Last year, the government of Prime Minister Justin Trudeau ruled out selling the sensors to companies in Turkey. The decision followed discovery the tech was included on Bayraktar TB2 UAVs Ankara delivered to Azerbaijan’s armed forces in their brutal battle with ethnic Armenians for control of the disputed enclave of Nagorno-Karabakh. Keen to assist Ukrainian troops in repelling invading Russian armed forces, however, Ottawa now says it will deliver the high-performance surveillance cameras to be fitted on the same drones Ukraine bought from Turkey.
“We have obtained a number of specialized equipment, including cameras used in drones that a Canadian company makes that we will be able to start sending towards Ukraine in the coming days,” Trudeau said Wednesday after a meeting with German Chancellor Olaf Scholz. “There are challenges at borders in terms of getting the equipment securely across and into Ukrainian hands, but we are working through that with partners alongside all allies who are facing the logistical challenges that are real, but not insurmountable.”
Produced by Canadian defense company L3Harris, the Westcam imaging sensors are described as “ideal for medium-altitude covert surveillance, reconnaissance, and search and rescue missions from manned and unmanned airborne platforms.” Deployment of the surveillance cameras on Ukraine’s drones are intended to further enhance what up to now has been impressive performances by the Turkish Bayraktar TB2 UAVs.
But it also marks a reversal of Canadian foreign policy, which was apparently adapted in response to differing conflicts and allies involved.
Last April, then-Foreign Minister Marc Garneau scotched plans to continue selling the tech to Turkey. The ban was motivated by an inquiry that found earlier exports of surveillance cameras were fitted on drones Azeri forces used to pummel Armenian foes during their brutal 2020 war in Nagorno-Karabakh.
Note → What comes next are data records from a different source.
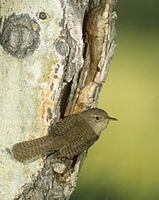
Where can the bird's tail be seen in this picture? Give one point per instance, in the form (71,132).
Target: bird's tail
(27,150)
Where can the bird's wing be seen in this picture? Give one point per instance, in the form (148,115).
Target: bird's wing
(79,138)
(64,126)
(77,146)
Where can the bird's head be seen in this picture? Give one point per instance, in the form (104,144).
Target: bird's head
(97,118)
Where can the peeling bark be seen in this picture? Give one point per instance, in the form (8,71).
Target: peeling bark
(62,74)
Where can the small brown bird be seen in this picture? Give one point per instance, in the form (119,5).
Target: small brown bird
(71,136)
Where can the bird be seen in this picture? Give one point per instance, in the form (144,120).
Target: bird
(69,137)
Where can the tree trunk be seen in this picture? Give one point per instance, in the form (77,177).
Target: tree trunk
(54,57)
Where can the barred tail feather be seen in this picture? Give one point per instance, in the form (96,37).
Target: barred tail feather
(27,150)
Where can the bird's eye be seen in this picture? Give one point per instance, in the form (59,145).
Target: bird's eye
(97,118)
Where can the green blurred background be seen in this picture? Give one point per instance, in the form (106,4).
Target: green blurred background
(124,163)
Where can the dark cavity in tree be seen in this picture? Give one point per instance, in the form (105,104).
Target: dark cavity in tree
(20,35)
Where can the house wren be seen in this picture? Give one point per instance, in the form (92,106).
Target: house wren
(70,136)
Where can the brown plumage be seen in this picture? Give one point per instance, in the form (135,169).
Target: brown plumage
(71,136)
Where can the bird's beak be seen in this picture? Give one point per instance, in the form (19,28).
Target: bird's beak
(112,118)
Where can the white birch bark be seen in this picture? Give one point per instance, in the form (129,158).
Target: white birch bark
(69,47)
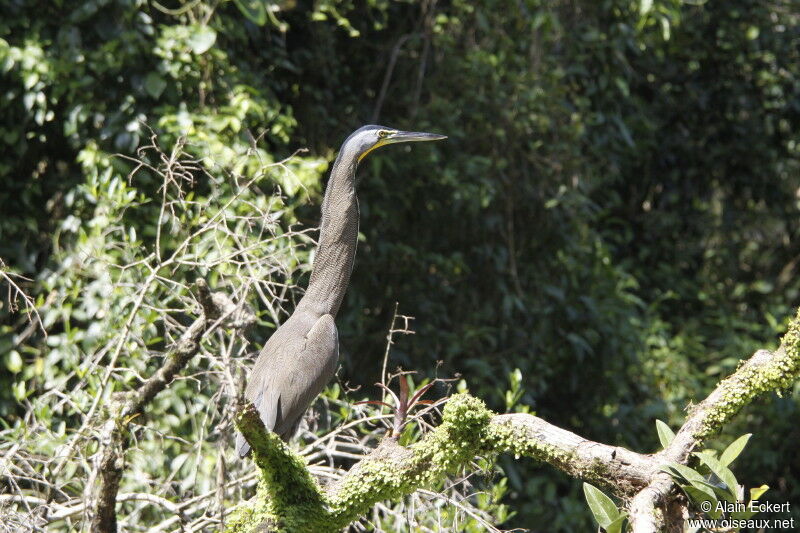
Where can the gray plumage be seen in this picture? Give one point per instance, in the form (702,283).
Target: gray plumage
(301,356)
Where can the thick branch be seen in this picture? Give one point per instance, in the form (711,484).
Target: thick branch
(291,500)
(764,372)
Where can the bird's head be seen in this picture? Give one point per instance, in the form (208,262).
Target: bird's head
(367,138)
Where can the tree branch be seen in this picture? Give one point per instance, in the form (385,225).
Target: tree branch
(291,500)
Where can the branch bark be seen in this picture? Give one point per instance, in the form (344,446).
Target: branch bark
(291,500)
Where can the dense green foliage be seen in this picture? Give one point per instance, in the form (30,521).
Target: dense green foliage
(615,212)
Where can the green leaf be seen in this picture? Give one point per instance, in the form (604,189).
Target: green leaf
(616,525)
(665,434)
(720,470)
(733,451)
(757,492)
(201,39)
(683,471)
(699,496)
(254,10)
(603,508)
(154,84)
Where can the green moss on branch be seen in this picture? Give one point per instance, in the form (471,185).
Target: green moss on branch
(764,372)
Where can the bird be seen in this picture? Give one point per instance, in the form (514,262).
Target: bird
(302,355)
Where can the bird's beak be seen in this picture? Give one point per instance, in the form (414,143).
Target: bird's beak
(412,136)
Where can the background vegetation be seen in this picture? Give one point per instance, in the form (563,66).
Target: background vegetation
(615,213)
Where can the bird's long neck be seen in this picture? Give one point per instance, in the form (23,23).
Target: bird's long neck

“Following this review, which found credible evidence that Canadian technology exported to Turkey was used in Nagorno-Karabakh, today I am announcing the cancellation of permits that were suspended in the fall of 2020,” Garneau said last April. “This use was not consistent with Canadian foreign policy, nor end-use assurances given by Turkey.
The export ban on the drone surveillance cameras to Turkey will be kept in place, even if Ankara’s drones will soon be outfitted with the tech in Ukraine.
Kyiv is believed to be operating around 50 Bayraktar TB2 UAVs, which it began buying in 2019. In addition to Ukraine and Azerbaijan, Albania, Ethiopia, Kyrgyzstan, Libya, Morocco, Pakistan, Poland, Qatar, and Tunisia have all reportedly bought or are seeking to procure the craft.
Ukraine has also been using its domestically produced, mid-sized Punisher drone with devastating effects on Russian troops.